The intended usage is to select the site via site variable and no longer via datasource (which must default to thanos). If for some reason querying through thanos doesn't work, it is possible to temporarily fallback to querying Prometheus directly:
- Input .* as the site
- Select the desired site-local Prometheus from the datasource dropdown.
Operations
Pool / depool a site
The read path is served by thanos-query.discovery.wmnet and the write path by thanos-swift.discovery.wmnet. Each can be pooled/depooled individually and both are generally active/active.
thanos-swift
The actual depool is a confctl away:
confctl --object-type discovery select 'dnsdisc=thanos-swift,name=SITE' set/pooled=true
The Thanos sidecar maintains persistent connections to object storage. If draining such connections is desired then a roll-restart of thanos-sidecar is sufficient:
cumin -b1 'R:thanos::sidecar' 'systemctl restart thanos-sidecar@*'
thanos-query
There are generally no persistent connections (i.e. Grafana) to the thanos-query endpoint, thus the following is sufficient to (de)pool:
confctl --object-type discovery select 'dnsdisc=thanos-query,name=SITE' set/pooled=true
Alerts
More than one Thanos compact running
Thanos compact has not run / is halted
The compactor has ran into some trouble while compacting (e.g. out of disk space) and has halted compaction. The thanos-compact service logs will have more detailed information about the failure. See also thanos-compact dashboard. The compactor runs as a singleton, the active host is defined by profile::thanos::compact_host in Hiera.
Thanos <component> has disappeared from Prometheus discovery
Thanos <component> has high percentage of failures
Thanos <component> has high latency
Thanos sidecar cannot connect to Prometheus
Thanos sidecar is unhealthy
Thanos query has high gRPC client errors
The thanos-query service is experiencing errors, consulting its logs will reveal the detailed error cause.

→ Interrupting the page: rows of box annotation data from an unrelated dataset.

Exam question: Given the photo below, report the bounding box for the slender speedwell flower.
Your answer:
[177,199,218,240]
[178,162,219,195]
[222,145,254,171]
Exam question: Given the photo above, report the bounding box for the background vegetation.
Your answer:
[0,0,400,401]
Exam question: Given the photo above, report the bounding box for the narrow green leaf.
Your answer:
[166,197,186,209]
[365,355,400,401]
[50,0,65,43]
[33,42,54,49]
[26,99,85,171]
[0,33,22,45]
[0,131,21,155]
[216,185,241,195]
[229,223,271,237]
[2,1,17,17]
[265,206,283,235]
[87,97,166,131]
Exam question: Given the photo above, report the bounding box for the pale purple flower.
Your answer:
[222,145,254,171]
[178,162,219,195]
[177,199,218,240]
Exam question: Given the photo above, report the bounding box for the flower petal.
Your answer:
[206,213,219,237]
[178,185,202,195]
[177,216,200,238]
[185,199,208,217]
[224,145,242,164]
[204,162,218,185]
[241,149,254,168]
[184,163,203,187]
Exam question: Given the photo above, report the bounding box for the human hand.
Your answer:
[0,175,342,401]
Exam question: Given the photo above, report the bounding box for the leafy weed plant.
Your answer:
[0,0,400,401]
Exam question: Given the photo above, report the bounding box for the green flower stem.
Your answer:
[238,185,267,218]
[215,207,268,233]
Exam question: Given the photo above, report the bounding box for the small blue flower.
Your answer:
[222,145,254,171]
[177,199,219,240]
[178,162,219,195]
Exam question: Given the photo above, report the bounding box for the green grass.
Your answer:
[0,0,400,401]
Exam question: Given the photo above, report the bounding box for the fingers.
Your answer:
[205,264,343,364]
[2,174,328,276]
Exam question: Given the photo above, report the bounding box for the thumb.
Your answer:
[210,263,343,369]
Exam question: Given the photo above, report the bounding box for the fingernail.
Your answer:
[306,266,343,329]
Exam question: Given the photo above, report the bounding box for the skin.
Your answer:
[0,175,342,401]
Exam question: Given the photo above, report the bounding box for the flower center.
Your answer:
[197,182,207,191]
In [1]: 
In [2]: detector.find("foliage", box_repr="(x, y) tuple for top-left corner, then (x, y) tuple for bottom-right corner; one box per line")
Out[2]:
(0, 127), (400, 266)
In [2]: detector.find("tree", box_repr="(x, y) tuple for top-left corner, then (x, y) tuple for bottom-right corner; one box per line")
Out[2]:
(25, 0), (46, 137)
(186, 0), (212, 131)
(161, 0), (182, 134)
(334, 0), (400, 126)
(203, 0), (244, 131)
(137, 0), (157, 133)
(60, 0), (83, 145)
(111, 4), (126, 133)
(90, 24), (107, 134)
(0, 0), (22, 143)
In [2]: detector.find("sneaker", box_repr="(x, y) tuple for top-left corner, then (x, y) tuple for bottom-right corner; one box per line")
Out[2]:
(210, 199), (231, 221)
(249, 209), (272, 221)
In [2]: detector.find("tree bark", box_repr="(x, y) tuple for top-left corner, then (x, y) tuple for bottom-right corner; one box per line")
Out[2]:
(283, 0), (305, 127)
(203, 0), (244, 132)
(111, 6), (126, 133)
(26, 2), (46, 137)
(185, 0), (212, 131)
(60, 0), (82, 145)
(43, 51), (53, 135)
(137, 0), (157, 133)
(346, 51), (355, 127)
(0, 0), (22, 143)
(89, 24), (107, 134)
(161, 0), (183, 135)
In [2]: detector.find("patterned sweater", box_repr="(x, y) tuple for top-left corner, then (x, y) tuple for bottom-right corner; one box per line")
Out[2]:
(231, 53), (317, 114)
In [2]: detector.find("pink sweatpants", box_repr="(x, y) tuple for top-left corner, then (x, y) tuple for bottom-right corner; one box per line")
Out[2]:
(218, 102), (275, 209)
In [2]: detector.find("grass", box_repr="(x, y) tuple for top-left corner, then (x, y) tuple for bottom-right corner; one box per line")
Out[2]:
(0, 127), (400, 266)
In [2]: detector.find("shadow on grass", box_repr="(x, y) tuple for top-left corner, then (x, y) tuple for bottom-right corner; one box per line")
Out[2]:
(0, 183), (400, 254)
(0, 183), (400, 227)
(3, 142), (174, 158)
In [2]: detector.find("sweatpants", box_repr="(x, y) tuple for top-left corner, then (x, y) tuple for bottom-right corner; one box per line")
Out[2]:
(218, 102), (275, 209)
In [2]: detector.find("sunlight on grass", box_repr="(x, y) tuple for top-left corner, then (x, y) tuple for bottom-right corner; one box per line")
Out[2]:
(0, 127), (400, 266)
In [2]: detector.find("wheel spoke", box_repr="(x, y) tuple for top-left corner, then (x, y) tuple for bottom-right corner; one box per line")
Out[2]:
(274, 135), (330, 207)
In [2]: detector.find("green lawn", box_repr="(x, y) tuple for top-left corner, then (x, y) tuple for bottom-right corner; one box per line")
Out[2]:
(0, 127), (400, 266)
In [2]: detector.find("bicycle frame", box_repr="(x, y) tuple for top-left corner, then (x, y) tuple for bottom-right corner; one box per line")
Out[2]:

Thanos sidecar is failing to upload blocks
The Thanos sidecar component has failed to upload blocks to object storage. The alert contains which Prometheus instance, host and site the error is occurring in. Next action is inspecting Thanos sidecar logs (unit thanos-sidecar@INSTANCE, one per Prometheus instance) for the upload error. The alert will clear once the affected thanos sidecar unit is restarted.